La Cour suprême kényane n’est pas seulement allée à l’encontre du pouvoir en place. Elle est aussi allée à l’encontre de l’avis des observateurs internationaux qui avaient validé le scrutin ?

Oui, je crois que là aussi, c’est une leçon qui est intéressante, c’est-à-dire que la construction de démocraties substantielles ou de systèmes politiques qui correspondent à ce que nous voulons pour les prochaines générations africaines, eh bien ces constructions doivent se faire par ses forces intérieures de la société civile et par des gens aussi qui sont dans les institutions et qui croient à l’éthique de la responsabilité.

Donc, on voit bien que ce ne sont pas les observations internationales d’élections qui vont permettre de franchir ce cap de la construction de démocratie qui soit substantielle.

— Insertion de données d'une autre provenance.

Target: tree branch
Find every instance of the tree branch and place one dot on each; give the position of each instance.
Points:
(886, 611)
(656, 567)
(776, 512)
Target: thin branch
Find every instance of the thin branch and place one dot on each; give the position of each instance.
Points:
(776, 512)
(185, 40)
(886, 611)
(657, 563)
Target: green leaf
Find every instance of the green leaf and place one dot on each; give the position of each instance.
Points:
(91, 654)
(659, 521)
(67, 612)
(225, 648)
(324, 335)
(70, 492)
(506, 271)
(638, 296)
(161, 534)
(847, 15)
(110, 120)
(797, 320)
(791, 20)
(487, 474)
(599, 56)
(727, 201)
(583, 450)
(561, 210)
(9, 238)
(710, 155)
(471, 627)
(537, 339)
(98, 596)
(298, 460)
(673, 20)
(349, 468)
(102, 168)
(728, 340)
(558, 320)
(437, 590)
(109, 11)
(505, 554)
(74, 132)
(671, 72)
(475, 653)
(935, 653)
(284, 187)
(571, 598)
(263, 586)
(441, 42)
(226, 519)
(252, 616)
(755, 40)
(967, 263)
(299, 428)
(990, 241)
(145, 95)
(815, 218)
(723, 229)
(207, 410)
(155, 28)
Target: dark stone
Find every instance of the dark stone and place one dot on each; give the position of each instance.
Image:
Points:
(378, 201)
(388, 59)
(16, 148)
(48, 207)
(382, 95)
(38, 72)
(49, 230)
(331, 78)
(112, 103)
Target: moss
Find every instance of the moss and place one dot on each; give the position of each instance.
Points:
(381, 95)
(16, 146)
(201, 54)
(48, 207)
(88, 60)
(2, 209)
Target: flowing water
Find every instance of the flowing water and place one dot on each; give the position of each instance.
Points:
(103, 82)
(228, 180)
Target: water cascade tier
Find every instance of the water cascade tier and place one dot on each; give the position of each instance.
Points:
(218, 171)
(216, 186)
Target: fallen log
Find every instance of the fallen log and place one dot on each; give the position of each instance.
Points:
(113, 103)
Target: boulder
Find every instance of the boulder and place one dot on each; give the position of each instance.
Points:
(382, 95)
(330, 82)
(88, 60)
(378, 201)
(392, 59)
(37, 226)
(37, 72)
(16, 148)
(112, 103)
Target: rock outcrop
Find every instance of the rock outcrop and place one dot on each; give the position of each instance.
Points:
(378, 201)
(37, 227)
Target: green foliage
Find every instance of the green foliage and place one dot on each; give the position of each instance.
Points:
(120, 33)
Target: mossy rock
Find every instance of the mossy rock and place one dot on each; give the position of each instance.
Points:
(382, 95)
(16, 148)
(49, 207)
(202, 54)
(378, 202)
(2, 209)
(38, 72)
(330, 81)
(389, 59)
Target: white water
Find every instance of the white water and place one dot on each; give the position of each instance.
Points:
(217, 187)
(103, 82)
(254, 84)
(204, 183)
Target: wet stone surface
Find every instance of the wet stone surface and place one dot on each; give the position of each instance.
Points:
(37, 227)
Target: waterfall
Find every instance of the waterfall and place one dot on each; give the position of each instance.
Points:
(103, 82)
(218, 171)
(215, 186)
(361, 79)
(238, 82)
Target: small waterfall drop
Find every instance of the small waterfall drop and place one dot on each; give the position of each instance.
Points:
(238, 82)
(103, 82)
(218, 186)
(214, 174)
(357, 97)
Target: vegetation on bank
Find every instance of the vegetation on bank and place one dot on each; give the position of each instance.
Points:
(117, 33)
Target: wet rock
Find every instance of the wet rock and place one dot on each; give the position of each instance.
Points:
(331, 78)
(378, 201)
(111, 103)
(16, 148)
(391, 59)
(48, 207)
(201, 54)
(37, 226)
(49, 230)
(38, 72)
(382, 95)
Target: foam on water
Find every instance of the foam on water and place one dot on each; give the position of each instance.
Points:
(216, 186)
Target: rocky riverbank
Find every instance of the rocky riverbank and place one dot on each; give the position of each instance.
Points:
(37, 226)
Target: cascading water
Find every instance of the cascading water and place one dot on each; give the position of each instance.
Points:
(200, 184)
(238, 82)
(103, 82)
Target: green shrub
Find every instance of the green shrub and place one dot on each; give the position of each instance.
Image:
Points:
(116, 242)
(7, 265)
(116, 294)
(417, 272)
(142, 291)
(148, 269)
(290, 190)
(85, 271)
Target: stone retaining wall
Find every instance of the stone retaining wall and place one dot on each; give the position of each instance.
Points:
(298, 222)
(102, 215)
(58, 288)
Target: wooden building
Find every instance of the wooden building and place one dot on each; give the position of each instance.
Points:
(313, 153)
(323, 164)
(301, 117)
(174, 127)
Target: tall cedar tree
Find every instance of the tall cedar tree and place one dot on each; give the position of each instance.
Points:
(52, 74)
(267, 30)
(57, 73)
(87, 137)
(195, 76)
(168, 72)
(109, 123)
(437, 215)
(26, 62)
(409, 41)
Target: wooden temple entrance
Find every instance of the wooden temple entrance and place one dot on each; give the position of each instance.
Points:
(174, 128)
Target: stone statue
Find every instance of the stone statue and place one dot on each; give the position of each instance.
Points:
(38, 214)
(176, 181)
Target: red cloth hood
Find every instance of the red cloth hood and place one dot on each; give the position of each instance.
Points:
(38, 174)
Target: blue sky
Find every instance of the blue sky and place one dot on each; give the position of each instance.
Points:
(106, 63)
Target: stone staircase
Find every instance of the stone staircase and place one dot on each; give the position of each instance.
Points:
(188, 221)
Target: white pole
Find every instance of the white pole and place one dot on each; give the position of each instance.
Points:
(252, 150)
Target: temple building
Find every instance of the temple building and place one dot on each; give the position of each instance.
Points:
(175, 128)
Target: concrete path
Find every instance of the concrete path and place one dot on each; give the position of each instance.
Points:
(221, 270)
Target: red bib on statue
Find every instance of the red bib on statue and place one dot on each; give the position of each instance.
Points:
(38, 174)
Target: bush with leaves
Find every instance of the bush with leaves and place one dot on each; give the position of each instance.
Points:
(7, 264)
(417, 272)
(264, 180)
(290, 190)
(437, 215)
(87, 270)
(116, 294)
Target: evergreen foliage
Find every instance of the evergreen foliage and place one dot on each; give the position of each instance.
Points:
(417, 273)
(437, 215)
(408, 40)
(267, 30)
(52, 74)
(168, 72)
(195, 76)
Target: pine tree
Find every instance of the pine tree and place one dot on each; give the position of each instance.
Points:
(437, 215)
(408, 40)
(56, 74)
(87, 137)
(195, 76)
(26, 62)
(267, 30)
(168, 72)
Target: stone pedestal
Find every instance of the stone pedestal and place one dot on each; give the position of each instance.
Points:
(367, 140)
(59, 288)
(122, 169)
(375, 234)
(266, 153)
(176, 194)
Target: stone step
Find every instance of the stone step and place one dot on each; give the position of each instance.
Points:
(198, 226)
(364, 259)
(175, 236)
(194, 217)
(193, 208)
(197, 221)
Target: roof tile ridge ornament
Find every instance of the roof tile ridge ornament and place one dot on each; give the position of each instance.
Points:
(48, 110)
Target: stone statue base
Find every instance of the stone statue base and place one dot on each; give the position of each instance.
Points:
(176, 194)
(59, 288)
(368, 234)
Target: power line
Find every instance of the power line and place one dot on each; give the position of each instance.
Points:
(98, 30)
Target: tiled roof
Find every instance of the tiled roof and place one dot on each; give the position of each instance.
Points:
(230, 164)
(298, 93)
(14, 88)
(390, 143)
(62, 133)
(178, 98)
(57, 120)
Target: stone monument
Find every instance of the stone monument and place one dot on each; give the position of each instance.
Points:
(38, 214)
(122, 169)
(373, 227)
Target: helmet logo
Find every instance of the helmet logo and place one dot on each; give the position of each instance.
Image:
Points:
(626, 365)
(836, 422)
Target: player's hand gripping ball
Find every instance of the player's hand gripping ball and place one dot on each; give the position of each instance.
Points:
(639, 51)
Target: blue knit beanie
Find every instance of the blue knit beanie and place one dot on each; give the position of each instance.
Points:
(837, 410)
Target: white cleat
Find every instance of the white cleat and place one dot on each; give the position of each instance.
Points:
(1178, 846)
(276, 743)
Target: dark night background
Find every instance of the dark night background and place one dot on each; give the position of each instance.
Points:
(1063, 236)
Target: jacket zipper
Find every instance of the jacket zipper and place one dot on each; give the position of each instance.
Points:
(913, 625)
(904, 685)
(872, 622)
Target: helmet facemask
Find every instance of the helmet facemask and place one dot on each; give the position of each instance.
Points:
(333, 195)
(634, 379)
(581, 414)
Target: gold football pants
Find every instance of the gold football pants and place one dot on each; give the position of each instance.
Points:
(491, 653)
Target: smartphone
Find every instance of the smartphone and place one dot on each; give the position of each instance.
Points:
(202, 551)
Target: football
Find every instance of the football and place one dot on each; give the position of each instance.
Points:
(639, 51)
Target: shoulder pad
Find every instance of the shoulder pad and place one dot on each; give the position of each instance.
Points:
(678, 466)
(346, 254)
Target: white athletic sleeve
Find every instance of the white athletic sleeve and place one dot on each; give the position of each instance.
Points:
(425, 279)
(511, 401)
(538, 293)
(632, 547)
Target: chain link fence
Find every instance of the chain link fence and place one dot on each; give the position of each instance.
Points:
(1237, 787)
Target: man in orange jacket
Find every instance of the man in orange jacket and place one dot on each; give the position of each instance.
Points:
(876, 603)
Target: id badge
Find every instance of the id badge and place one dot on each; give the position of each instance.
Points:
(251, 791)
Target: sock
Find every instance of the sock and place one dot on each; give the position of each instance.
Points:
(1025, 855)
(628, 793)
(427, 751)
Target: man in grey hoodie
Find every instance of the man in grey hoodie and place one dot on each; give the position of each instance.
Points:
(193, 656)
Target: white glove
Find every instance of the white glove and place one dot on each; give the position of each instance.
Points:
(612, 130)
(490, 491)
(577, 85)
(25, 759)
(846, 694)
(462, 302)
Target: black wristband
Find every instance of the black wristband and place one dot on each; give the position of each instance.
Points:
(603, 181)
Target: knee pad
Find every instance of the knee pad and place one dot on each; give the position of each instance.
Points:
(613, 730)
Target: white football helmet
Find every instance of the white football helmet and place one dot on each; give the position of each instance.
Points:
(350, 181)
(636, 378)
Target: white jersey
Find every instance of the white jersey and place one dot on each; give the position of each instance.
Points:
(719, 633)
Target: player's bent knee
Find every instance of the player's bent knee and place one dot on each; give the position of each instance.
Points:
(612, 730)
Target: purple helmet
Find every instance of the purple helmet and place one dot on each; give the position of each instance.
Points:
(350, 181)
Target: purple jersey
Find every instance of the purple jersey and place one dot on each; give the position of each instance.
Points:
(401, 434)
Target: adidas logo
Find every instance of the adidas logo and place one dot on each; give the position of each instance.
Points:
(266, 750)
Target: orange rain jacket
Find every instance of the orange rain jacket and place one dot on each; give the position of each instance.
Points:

Les observateurs internationaux ou africains examinent le paysage électoral, généralement à très court terme - même si maintenant il y a des observations à longue durée par l’Union africaine - mais cela ne permet quasiment jamais d’aller au bout des choses et de dire que le cadre légal n’a pas été respecté et donc, le résultat ne peut pas être déclaré comme étant sincère. Cela ne peut être fait que par les institutions nationales et elles ne sont crédibles que lorsqu’on met la pression pour qu’il y ait des filtres sur les personnalités choisies, pour qu’il y ait des dispositifs de vérification qui soient accessibles à la société civile.

Il y a vraiment une pression très forte qui permet d’améliorer, au fil du temps, les institutions. Il ne faut pas oublier qu’au Kenya, il y a l’histoire d’une élection qui s’est très mal passée qui a fait plus d’un millier de morts et on ne peut pas, aujourd’hui, lire ce qui s’est passé sans se souvenir des réformes institutionnelles et de la pression de la société civile exercée pour éviter que l’on ait de nouveaux drames.